Alors que Notre-Dame de Paris s’apprête à rouvrir ses portes le 7 décembre après cinq ans de rénovation, la ministre de la Culture, Rachida Dati, propose de rendre l’entrée payante pour les visiteurs. Une idée qui suscite un vif débat en France.
Payer pour visiter une cathédrale. En France, l’idée surprend, tant l’accès libre aux lieux de culte est ancré dans les esprits. Mais Rachida Dati, ministre de la Culture, souhaite rompre avec cette tradition en imposant un droit d’entrée pour les visiteurs de Notre-Dame de Paris. À sa réouverture prévue les 7 et 8 décembre après cinq ans de travaux, la cathédrale pourrait voir chaque touriste s’acquitter de cinq euros. « Un tarif symbolique », justifie la ministre dans un entretien au Figaro, qui espère réunir 75 millions d’euros annuels, destinés à financer un « grand plan de sauvegarde du patrimoine religieux », géré par le Centre des monuments nationaux (CMN).
« La communion entre tous est l’essence même du lieu »
À Milan, Barcelone ou Londres, les touristes doivent déjà s’acquitter d’un droit d’entrée pour admirer le Duomo, la Sagrada Familia ou l’abbaye de Westminster. Dans ces lieux, un accès reste réservé aux fidèles. Un modèle qui a inspiré l’amendement au projet de loi de finances du député Horizons du Calvados, Jérémie Patrier-Leitus. Il propose de créer un « fonds de sauvegarde du patrimoine religieux » financé par un droit d’entrée alors que la France compte environ 71 000 lieux de culte, dont une part significative nécessite des travaux de restauration.

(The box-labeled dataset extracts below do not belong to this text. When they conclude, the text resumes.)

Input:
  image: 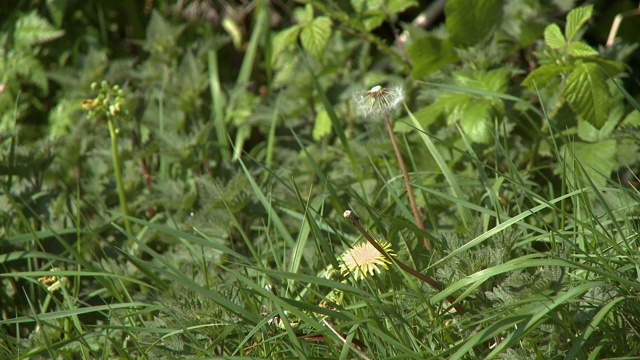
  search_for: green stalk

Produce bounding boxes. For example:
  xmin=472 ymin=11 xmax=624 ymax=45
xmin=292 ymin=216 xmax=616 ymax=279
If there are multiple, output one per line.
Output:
xmin=107 ymin=117 xmax=133 ymax=235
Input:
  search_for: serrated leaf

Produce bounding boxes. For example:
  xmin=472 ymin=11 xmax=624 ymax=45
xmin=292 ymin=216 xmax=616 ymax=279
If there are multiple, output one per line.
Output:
xmin=14 ymin=54 xmax=49 ymax=93
xmin=522 ymin=64 xmax=572 ymax=90
xmin=569 ymin=41 xmax=598 ymax=57
xmin=452 ymin=68 xmax=510 ymax=92
xmin=562 ymin=62 xmax=613 ymax=129
xmin=564 ymin=5 xmax=593 ymax=41
xmin=13 ymin=11 xmax=64 ymax=49
xmin=271 ymin=25 xmax=302 ymax=62
xmin=560 ymin=139 xmax=617 ymax=186
xmin=460 ymin=100 xmax=493 ymax=143
xmin=387 ymin=0 xmax=419 ymax=14
xmin=444 ymin=0 xmax=503 ymax=47
xmin=584 ymin=56 xmax=624 ymax=76
xmin=407 ymin=36 xmax=458 ymax=78
xmin=350 ymin=0 xmax=382 ymax=14
xmin=544 ymin=24 xmax=567 ymax=49
xmin=360 ymin=10 xmax=387 ymax=30
xmin=313 ymin=110 xmax=331 ymax=141
xmin=300 ymin=16 xmax=332 ymax=60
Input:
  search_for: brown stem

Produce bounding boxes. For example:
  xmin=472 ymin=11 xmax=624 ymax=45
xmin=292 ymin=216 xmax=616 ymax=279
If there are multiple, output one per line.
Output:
xmin=344 ymin=210 xmax=465 ymax=315
xmin=384 ymin=114 xmax=431 ymax=251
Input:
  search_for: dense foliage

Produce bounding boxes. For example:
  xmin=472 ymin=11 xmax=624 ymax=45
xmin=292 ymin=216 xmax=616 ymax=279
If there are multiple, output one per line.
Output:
xmin=0 ymin=0 xmax=640 ymax=359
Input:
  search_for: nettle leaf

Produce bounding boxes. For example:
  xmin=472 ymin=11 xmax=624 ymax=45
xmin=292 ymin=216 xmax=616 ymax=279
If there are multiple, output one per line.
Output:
xmin=313 ymin=110 xmax=331 ymax=141
xmin=460 ymin=100 xmax=494 ymax=144
xmin=444 ymin=0 xmax=503 ymax=47
xmin=407 ymin=36 xmax=458 ymax=78
xmin=569 ymin=41 xmax=598 ymax=57
xmin=522 ymin=64 xmax=573 ymax=90
xmin=560 ymin=139 xmax=617 ymax=186
xmin=563 ymin=62 xmax=613 ymax=129
xmin=271 ymin=25 xmax=302 ymax=62
xmin=351 ymin=0 xmax=387 ymax=30
xmin=564 ymin=5 xmax=593 ymax=41
xmin=351 ymin=0 xmax=382 ymax=14
xmin=300 ymin=16 xmax=332 ymax=60
xmin=387 ymin=0 xmax=419 ymax=14
xmin=452 ymin=68 xmax=510 ymax=92
xmin=544 ymin=24 xmax=567 ymax=49
xmin=434 ymin=93 xmax=493 ymax=143
xmin=13 ymin=11 xmax=64 ymax=49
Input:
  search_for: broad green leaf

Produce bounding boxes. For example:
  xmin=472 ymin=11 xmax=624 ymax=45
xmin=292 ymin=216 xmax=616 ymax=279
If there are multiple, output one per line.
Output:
xmin=387 ymin=0 xmax=419 ymax=14
xmin=522 ymin=64 xmax=572 ymax=90
xmin=560 ymin=139 xmax=617 ymax=186
xmin=563 ymin=62 xmax=613 ymax=128
xmin=271 ymin=25 xmax=302 ymax=62
xmin=460 ymin=100 xmax=494 ymax=144
xmin=453 ymin=68 xmax=510 ymax=92
xmin=544 ymin=24 xmax=567 ymax=49
xmin=313 ymin=110 xmax=331 ymax=141
xmin=360 ymin=10 xmax=387 ymax=30
xmin=444 ymin=0 xmax=503 ymax=47
xmin=407 ymin=36 xmax=458 ymax=78
xmin=300 ymin=16 xmax=332 ymax=60
xmin=351 ymin=0 xmax=382 ymax=14
xmin=13 ymin=11 xmax=64 ymax=49
xmin=569 ymin=41 xmax=598 ymax=57
xmin=564 ymin=5 xmax=593 ymax=41
xmin=584 ymin=56 xmax=624 ymax=76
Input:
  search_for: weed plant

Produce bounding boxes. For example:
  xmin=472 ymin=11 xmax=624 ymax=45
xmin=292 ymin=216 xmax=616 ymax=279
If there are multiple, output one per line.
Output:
xmin=0 ymin=0 xmax=640 ymax=359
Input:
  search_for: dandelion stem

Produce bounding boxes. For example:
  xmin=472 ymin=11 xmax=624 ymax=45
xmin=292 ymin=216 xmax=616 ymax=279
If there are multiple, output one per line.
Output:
xmin=344 ymin=210 xmax=466 ymax=315
xmin=108 ymin=118 xmax=133 ymax=239
xmin=384 ymin=114 xmax=431 ymax=251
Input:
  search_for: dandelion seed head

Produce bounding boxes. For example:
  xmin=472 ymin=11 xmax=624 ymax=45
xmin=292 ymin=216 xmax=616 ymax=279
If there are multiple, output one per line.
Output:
xmin=340 ymin=240 xmax=395 ymax=280
xmin=353 ymin=85 xmax=404 ymax=116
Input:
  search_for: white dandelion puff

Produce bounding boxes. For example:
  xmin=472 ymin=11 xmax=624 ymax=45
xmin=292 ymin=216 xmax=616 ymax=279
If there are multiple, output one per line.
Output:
xmin=353 ymin=85 xmax=404 ymax=116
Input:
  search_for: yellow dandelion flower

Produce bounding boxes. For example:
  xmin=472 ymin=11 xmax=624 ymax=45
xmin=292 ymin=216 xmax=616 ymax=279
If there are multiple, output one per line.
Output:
xmin=340 ymin=240 xmax=396 ymax=280
xmin=38 ymin=267 xmax=69 ymax=292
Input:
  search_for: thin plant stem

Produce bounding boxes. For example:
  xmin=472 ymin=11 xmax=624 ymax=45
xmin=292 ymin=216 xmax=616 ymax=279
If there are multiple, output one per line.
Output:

Mais si l’idée commence à prendre forme, elle peine à faire l’unanimité. « La mission fondamentale des églises est d’accueillir de façon inconditionnelle et nécessairement gratuite tout homme et toute femme », affirme le diocèse dans un communiqué. Instaurer un droit d’entrée reviendrait à briser « la communion entre tous, qui est l’essence même du lieu ». L’opposition à cette idée s’appuie sur un argument de poids : la loi de 1905, garantissant la séparation des Églises et de l’État, qui stipule, à son article 17, que « la visite des édifices et l’exposition des objets mobiliers classés seront publiques : elles ne pourront donner lieu à aucune taxe ni redevance ».
Un tarif différencié pour les touristes étrangers ?
Ce n’est pas la première fois qu’un droit d’entrée pour les cathédrales fait débat. En 2017, Stéphane Bern, alors chargé d’une mission sur le patrimoine, avait déjà proposé que les visiteurs contribuent financièrement à l’entretien des cathédrales, suscitant l’indignation du clergé. La Conférence des évêques de France avait rappelé que, bien qu’inscrites au patrimoine national, les cathédrales sont avant tout des « lieux de prière et de culte, dont l’accès doit être libre ».
Toutefois, Rachida Dati se veut pragmatique. Pour elle, « on n’a pas besoin de remettre en cause la loi de 1905 pour récupérer des fonds ». Certains édifices en France ont d’ailleurs déjà adopté des systèmes de tarification partielle, comme la cathédrale Sainte-Cécile d’Albi. La loi permet effectivement des droits d’entrée pour certaines parties d’édifices religieux, comme les tours, cryptes ou trésors.
Au-delà des questions juridiques, cette proposition rouvre un débat fondamental : la préservation des églises doit-elle passer par une révision du modèle de gratuité ? Pour la ministre, cette démarche reflète une nécessité économique. « Il faut être innovant, sinon, on met des impôts partout et on ferme la boutique », a-t-elle affirmé lors de son audition budgétaire. Elle avait même envisagé de différencier les tarifs pour visiteurs français et étrangers, bien que l’idée ait été écartée en raison des règles européennes de non-discrimination. À quelques semaines de l’ouverture de Notre Dame de Paris, bien que le sujet divise en France, il a le mérite d’ouvrir le débat sur l’avenir du patrimoine religieux.